En lugar de retroceder literalmente, en este ejemplo, la persona retrocede metafóricamente al concluir la sesión y salir según lo esperado, sin más conflictos. Las personas externas pueden interpretar erróneamente estos comportamientos como evidencia de que un trauma no ocurrió realmente o de que un sobreviviente carece de credibilidad. Pero esta lógica refleja conceptos erróneos comunes sobre cómo las personas "deberían" recordar o reaccionar ante un trauma.
Si esa fue la primera experiencia de la persona con una situación traumática, después de eso es probable que se sienta con miedo, desorientada o en estado de hipervigilancia. Sin embargo, si ya ha pasado por experiencias similares anteriormente, este escenario puede despertar recuerdos del pasado en ese momento. Esto puede confundir aún más la experiencia, dificultando el recuerdo posterior del incidente, especialmente en circunstancias estresantes.
Cuando una sobreviviente relata un incidente y, finalmente, testifica contra alguien que la agredió, la recuperación de la memoria puede verse afectada de manera singular. La mayoría de las personas en esa situación estaría bajo alto estrés, especialmente si el agresor estuviera en la sala.
Para empeorar la situación, la sensación de que el recuerdo evocado realmente está ocurriendo en el momento presente —y no en el pasado— puede hacer que la sobreviviente relate una historia más fragmentada. También puede tener una experiencia emocional más intensa o más distanciada, dependiendo de sus propias respuestas al trauma.

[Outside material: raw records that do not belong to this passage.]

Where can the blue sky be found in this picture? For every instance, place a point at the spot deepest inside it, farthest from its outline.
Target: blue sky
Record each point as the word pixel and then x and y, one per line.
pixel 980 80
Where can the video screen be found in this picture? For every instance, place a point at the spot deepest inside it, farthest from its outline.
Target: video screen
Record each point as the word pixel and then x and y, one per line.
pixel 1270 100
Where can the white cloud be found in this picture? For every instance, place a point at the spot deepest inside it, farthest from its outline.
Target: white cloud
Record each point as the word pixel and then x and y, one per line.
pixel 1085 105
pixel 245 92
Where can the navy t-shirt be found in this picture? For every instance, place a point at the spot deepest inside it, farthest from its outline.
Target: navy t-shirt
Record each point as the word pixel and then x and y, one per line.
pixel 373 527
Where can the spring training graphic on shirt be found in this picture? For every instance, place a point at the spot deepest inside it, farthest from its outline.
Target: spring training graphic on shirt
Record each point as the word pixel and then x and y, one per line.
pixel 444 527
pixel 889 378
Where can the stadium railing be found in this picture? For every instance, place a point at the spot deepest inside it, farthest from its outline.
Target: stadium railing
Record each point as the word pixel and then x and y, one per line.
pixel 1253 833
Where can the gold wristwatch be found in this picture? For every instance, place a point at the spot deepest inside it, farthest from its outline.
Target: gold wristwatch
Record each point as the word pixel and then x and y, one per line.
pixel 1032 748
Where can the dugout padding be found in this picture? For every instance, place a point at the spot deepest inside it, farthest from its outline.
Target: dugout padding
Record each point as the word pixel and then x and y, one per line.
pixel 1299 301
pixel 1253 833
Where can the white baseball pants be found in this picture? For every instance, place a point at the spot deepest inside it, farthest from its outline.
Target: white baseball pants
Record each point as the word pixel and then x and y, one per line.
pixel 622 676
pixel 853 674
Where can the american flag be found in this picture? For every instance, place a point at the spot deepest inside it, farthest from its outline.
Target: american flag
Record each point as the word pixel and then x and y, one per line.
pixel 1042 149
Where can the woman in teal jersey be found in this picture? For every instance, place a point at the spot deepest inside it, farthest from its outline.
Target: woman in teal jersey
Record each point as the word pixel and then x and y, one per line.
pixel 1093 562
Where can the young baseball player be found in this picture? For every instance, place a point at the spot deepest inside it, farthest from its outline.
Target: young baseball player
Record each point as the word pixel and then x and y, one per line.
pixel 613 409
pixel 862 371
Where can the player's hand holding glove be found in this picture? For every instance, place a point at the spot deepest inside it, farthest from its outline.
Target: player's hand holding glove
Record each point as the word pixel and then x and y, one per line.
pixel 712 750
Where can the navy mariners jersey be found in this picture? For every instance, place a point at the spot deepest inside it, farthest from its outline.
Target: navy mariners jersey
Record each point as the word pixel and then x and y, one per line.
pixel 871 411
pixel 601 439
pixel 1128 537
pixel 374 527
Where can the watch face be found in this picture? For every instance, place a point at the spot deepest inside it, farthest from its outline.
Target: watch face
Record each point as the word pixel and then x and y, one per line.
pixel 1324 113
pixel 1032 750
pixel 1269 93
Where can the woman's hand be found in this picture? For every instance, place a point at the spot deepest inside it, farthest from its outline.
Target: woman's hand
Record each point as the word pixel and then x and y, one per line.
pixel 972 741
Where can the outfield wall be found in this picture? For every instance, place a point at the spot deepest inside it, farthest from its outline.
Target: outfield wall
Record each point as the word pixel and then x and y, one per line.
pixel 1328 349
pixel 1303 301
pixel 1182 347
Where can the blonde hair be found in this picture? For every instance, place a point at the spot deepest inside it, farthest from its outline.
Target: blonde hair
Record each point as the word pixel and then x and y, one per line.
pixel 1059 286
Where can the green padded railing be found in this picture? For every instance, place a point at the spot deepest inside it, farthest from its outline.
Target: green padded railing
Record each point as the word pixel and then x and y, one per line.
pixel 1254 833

Los profesionales del derecho y de otras áreas que no estén al tanto de la variedad de respuestas naturales al trauma pueden interpretar fácilmente estos comportamientos como señales de mentira o simulación. En realidad, el porcentaje de personas que denuncian falsamente agresión sexual, por ejemplo, es bajo —entre el 2% y el 10%.
Ofreciendo un mejor apoyo
Las investigaciones muestran que las personas que comprenden mejor los matices del trauma y la salud mental son, a su vez, más empáticas con los sobrevivientes. Algunos entornos de salud han adoptado un enfoque informado sobre el trauma para prevenir la revictimización y promover la seguridad. Los estudios demuestran que incluso prestar atención a la elección de palabras puede ayudar a garantizar una atención eficaz a los pacientes, evitando la culpabilización de la víctima.
Un enfoque informado sobre el trauma también puede mejorar los sistemas jurídico y de justicia para que las víctimas reciban mejor apoyo. Esto incluye comprender por qué los relatos no son lineales y no equiparar las inconsistencias en la memoria con mentiras.
Las investigaciones también muestran que las respuestas informadas sobre el trauma son igualmente importantes en las relaciones cotidianas. En amistades y relaciones íntimas o en el ámbito laboral, la paciencia y la empatía transmiten una sensación de respeto, seguridad y confiabilidad. Esto ofrece una base sólida para relaciones sociales y profesionales positivas, lo que puede disminuir el sufrimiento de un sobreviviente y apoyar su recuperación.
Cuando las personas tienen una mayor comprensión de cómo el trauma afecta al cerebro, entienden mejor cómo los sobrevivientes piensan, actúan y procesan sus recuerdos. Lo que a primera vista parece confuso o inconsistente es, en realidad, un comportamiento que se deriva lógicamente de un cerebro traumatizado.
Tener una perspectiva informada sobre el trauma ayuda a las personas a ser mejores amigos, compañeros de trabajo y profesionales. Por extensión, actuar a partir de esta conciencia puede incluso ayudar a los sobrevivientes a comprender sus propias reacciones y experiencias, lo que, en última instancia, puede contribuir a su recuperación y a su capacidad para llevar una vida plena.